The strongest control is the iam.allowedPolicyMemberDomains organization policy constraint. It blocks IAM grants to identities outside the domains you allow, which makes allUsers and allAuthenticatedUsers impossible to add anywhere in your org.

gcloud resource-manager org-policies allow \
  iam.allowedPolicyMemberDomains \
  YOUR_CUSTOMER_ID \
  --organization=ORG_ID

Tip: Domain Restricted Sharing is the single most effective control here because it applies org-wide and cannot be overridden by an individual project owner. Roll it out in dry-run mode first to find legitimate external grants you need to allowlist.
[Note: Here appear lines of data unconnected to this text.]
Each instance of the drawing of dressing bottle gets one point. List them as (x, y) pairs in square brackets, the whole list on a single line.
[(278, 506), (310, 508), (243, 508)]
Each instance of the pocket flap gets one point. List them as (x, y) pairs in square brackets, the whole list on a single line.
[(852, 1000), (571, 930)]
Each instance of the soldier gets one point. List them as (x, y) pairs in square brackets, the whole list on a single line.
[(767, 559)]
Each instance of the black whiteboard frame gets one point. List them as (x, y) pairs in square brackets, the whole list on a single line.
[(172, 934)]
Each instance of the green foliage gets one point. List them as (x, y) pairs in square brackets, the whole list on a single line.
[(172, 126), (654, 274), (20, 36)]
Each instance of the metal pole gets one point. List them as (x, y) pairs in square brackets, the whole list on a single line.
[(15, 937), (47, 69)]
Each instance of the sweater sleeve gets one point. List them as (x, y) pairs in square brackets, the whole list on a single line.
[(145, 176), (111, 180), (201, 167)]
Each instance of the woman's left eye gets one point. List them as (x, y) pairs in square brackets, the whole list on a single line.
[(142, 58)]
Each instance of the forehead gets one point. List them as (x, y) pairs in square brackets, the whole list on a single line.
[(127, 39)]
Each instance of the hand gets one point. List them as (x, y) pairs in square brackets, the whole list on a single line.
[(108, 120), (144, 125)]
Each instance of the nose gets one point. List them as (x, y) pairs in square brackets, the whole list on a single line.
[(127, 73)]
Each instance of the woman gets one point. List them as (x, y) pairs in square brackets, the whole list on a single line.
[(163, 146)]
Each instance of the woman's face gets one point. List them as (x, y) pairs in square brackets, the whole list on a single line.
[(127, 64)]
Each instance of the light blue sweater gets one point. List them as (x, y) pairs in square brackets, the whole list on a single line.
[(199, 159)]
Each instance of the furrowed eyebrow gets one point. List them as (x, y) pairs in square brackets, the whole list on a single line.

Gate it in CI/CD with policy-as-code

Catch public grants in pull requests before they reach GCP. With OPA/Conftest you can scan Terraform plans for forbidden principals:

package bigquery

deny[msg] {
  resource := input.resource_changes[_]
  resource.type == "google_bigquery_dataset_iam_member"
  member := resource.change.after.member
  member == "allUsers"
  msg := sprintf("Dataset IAM grants public access: %s", [resource.address])
}

deny[msg] {
  resource := input.resource_changes[_]
  resource.type == "google_bigquery_dataset_iam_member"
  member := resource.change.after.member
  member == "allAuthenticatedUsers"
  msg := sprintf("Dataset IAM grants public access: %s", [resource.address])
}

Run it against a plan in JSON:

terraform plan -out=tfplan.binary
terraform show -json tfplan.binary > tfplan.json
conftest test --policy policy/ tfplan.json

Continuous monitoring

Org policies and CI gates cover the resources you manage in code. For everything else, including changes made by hand in the console, you need continuous scanning. Lensix runs the bigquery_public check across your projects on a schedule and alerts you the moment a dataset goes public, so a missed guardrail does not turn into a long-lived exposure.


Best practices

  • Grant access to groups, not individuals. Manage membership in your IdP and let group lifecycle handle joiners and leavers.
  • Use least-privilege roles. Most consumers only need roles/bigquery.dataViewer. Reserve editor and owner for the small set of identities that actually need them.
  • Prefer authorized views over broad table access. If a team needs a subset of columns or rows, expose an authorized view instead of the underlying table. This keeps the raw data locked down.
  • Use VPC Service Controls for sensitive datasets. A service perimeter prevents data from being queried or copied to projects outside the perimeter, even by valid credentials, which limits exfiltration if an account is compromised.
  • Turn on BigQuery data access audit logs. Knowing who queried what, and when, is essential for incident response and for proving a public dataset was never actually accessed.
  • Review dataset access on a schedule. Permissions drift. Periodically audit every dataset's access list and remove grants that are no longer needed.

Note: If you genuinely need to publish an open dataset (some teams do, for public research or open data), isolate it in a dedicated project with no other resources, store nothing sensitive in it, and exclude it from this check with a documented justification rather than loosening org-wide policy.